Prescriptions for change.
Collins, a physician, evangelical Christian, and former director of the National Institutes of Health, seeks a remedy for the divisiveness and anger that beset our nation. Healing, he asserts, depends on four sources of clarity and wisdom: truth, science, faith, and trust. The Covid-19 crisis, especially, darkened his “usual optimistic view of society,” making him realize “how much we have lost track of the sources of wisdom—how we have let politics on both the right and the left become our touchstone.” He examines controversies that emerged about protocols for managing the virus (masking, business and school closures, social distancing), the cause of the pandemic, and the effectiveness of vaccines; he also discusses other incendiary topics, including climate change and the results of the 2020 presidential election. People’s opinions on these issues have been swayed, Collins asserts, by six kinds of untruth: ignorance, falsehood, lies or “intentional distortion of the truth,” delusion, bullshit, and propaganda.

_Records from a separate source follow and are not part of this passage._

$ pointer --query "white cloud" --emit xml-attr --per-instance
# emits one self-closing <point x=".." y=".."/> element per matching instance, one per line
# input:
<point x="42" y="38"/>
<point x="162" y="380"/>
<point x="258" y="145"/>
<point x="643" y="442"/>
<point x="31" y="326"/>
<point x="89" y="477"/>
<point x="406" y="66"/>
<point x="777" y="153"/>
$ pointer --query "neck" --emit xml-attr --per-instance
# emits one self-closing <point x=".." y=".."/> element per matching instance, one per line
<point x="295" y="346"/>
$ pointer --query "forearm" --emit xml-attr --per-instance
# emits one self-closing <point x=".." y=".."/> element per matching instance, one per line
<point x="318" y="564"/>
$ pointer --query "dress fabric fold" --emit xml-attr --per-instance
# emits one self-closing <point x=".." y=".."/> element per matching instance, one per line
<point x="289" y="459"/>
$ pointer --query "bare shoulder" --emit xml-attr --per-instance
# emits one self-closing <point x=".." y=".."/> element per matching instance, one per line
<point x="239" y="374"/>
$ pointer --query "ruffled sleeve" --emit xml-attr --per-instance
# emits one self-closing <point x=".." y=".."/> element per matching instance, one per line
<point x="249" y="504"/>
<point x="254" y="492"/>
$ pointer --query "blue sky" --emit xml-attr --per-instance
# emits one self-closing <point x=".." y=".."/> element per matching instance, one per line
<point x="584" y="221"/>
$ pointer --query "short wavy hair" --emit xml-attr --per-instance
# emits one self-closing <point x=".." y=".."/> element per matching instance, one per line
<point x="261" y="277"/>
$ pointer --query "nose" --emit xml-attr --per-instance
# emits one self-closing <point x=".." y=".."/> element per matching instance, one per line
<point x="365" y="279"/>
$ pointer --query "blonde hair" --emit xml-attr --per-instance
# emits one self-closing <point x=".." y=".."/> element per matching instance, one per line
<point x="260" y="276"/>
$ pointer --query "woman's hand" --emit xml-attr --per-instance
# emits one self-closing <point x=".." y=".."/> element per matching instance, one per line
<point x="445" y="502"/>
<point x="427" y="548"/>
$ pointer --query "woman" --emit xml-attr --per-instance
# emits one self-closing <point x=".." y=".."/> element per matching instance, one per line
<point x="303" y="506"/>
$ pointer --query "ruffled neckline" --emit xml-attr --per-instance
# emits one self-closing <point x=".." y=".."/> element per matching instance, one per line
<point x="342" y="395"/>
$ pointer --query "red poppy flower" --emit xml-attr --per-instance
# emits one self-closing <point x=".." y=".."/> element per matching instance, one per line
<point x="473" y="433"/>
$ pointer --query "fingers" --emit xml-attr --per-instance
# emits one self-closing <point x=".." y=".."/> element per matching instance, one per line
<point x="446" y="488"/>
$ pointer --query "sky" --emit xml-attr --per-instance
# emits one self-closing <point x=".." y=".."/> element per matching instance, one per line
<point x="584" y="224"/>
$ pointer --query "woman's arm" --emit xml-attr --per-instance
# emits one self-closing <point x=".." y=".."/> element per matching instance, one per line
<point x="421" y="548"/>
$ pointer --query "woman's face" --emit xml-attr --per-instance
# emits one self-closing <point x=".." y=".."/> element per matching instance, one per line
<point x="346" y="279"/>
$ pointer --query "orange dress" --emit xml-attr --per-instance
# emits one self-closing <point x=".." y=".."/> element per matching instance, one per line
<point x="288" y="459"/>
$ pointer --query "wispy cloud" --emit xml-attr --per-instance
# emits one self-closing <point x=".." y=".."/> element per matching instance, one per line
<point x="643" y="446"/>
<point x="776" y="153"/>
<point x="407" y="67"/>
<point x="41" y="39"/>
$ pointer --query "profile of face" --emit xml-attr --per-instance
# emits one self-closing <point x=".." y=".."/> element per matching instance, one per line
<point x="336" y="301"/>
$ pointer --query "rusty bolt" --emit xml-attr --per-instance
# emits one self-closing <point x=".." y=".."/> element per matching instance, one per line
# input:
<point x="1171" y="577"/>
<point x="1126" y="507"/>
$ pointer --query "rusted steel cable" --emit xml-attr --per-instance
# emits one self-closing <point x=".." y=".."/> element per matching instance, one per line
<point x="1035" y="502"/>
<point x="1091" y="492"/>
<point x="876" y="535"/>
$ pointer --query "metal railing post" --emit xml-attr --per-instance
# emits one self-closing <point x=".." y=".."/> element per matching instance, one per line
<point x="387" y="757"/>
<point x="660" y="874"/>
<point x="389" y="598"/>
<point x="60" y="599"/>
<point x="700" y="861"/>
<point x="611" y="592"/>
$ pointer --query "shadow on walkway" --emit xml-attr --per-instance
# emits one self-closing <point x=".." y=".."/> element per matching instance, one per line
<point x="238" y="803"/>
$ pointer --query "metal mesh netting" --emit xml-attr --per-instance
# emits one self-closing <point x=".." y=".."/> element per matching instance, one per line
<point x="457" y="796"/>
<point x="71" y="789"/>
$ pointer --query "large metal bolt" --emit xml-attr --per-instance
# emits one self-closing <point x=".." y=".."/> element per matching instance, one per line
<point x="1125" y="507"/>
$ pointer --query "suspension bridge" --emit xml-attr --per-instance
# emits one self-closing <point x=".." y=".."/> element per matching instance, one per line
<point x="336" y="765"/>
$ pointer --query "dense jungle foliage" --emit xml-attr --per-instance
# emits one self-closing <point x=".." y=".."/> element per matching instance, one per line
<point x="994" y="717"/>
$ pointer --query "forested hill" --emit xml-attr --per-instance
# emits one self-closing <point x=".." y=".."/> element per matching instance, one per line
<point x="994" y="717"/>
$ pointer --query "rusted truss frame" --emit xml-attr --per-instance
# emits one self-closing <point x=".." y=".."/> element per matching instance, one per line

Those who use social media as their main source of information about the world can be “unwittingly manipulated” by these forms of untruth. Collins asserts that identifying falsehoods boils down to trust in the integrity and competence of the person or institution conveying information, and he cautions against believing only those whose values align with one’s own. Drawing on examples from his personal and professional experiences, he reveals times when his trust has been honored and times when it has been broken. As a scientist who finds belief in a Christian God “entirely consistent” with his faith in evidence-based truths and scientific methods, he recounts his journey from atheism to Christianity. Overall, Collins urges each reader to create a renewed sense of community through “reanchoring your worldview”; engaging with family, friends, and community; and carefully distinguishing facts from fakes.
Thoughtful guidance in tumultuous times.